Discovering New Data

栏目: IT技术 · 发布时间: 4年前

Discovering New Data

Illustration by Héizel Vázquez

When you are working in data science one of the hardest parts is discovering which data to use when trying to solve a business problem.

Remember that before trying to get data to solve a problem you need to get the context of a business and the project. With context I mean all the specifics on how a company runs its projects, how the company is established, its competitors, how many departments exist, the different objectives and goals they have, and how they measure success or failure.

When you have all of that you can start thinking about getting the required data to solve the business problem. In this article I won’t talk that much about data collection, instead, I want to discuss and show you the process to enrich the data you already have with new data.

Remember that getting new data has to be done in a systematic fashion, it’s not just getting data out of nowhere, we have to do it consistently, plan it, create a process to do it, and this depends in engineering, architect, DataOps and more things that I’ll be discussing in other articles.

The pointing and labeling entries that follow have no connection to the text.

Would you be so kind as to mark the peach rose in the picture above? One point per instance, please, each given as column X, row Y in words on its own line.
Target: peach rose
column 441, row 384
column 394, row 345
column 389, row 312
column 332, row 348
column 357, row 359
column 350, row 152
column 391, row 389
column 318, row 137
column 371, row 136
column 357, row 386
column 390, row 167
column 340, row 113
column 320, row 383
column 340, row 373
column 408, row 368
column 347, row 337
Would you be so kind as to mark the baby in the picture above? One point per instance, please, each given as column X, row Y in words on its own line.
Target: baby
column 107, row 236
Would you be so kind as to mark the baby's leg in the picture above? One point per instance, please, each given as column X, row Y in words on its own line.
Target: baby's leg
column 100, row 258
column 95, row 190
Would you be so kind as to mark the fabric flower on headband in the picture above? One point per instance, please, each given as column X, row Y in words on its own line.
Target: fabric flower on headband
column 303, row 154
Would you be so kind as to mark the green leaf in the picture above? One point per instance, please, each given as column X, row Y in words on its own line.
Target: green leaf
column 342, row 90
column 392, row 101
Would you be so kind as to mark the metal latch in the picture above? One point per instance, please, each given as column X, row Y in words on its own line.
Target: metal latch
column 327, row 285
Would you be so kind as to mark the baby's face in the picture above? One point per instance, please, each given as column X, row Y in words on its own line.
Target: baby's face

Setting up the environment

In this article, we will be using three things: Python, GitHub, and Explorium. If you want to know more about Explorium check this:

Let’s start by creating a new git repo. Here we will be storing our data, code, and documentation. Go to your terminal and create a new folder and move there:

mkdir data_discovery
cd data_discovery

Then initialize the git repo:

git init

Now let’s create a remote repo on GitHub :

Discovering New Data

Now go to your terminal and type (change the URL to yours):

git remote add origin https://github.com/FavioVazquez/data_discovery.git

Now let’s check:

git remote -v

You should see (with your own URL of course):

origin https://github.com/FavioVazquez/data_discovery.git (fetch)
origin https://github.com/FavioVazquez/data_discovery.git (push)

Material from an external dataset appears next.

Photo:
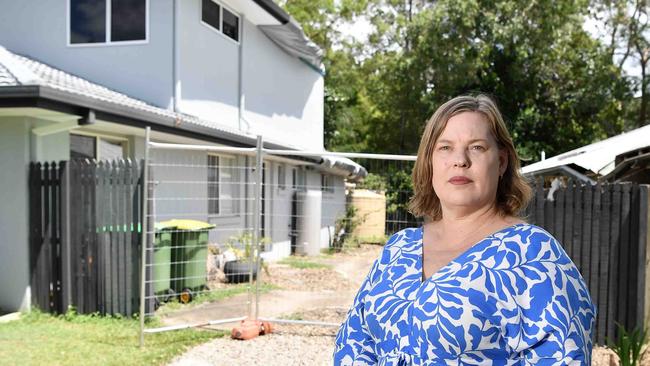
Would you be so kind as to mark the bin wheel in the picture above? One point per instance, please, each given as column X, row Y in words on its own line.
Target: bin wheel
column 186, row 295
column 169, row 295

Now let’s start a Readme file (I’m using Vim ):

vim Readme.md

And write whatever you want in there.

Now let’s add the file to git:

git add .

And create our first commit:

git commit -m "Add readme file"

Finally, let’s push this to our GitHub repo:

git push --set-upstream origin master

By this point your repo should look like this:

Discovering New Data

Finding the data

Let’s find some data. I’m not going to do the whole data science process here of understanding the data, exploring it, modeling, or anything like that. I’m just going to find some interesting data as a demo for you.

For this example, we will be exploring the data from YELP reviews for some businesses. The data is originally on Kaggle:

https://www.yelp.com/dataset/challenge

But I’m using a CSV dataset fromhere. The CSV file I’m using is called “yelp_reviews_RV_categories.csv”

Let’s add that to git:

git add .
git commit -m "Add data"
git push

We will begin by loading the data on Pandas and performing a basic EDA:

from pandas_profiling import ProfileReport
profile = ProfileReport(df, title="Pandas Profiling Report")
profile

This will give you a comprehensive report on the data that looks like this:

Discovering New Data

Using Explorium to get more data

Great now it’s time to go to Explorium. To know more about Explorium click here:

Let’s create a new project:

Discovering New Data

After naming your project you should add your data from your local machine. We will add our main dataset. And you’ll see something like this:

Discovering New Data

You can get more basic information about the columns on Explorium in the exploration bar below:

Discovering New Data

The data we have contains information about a specific business, like where it’s located (city, state, zip code), its name, category, and also data about its reviewer. But we would like to know more. More about the business. We will start by blacklisting all the information we don’t care about:

  • user_id
  • text

Discovering New Data

Now let’s try to get more information about this dataset. Explorium right now will ask you for something to predict to be able to run, we actually don’t want to predict anything but let’s put something so it works (we will use “stars” as a target”):

Discovering New Data

Using stars as target

When we click Play, then the system will start gathering information about the dataset. We have to wait here. At this point the system it’s not only bringing new data from external sources but also creating new features based on our existing columns. We won’t use that for now, but in the next articles about feature engineering, it will be important.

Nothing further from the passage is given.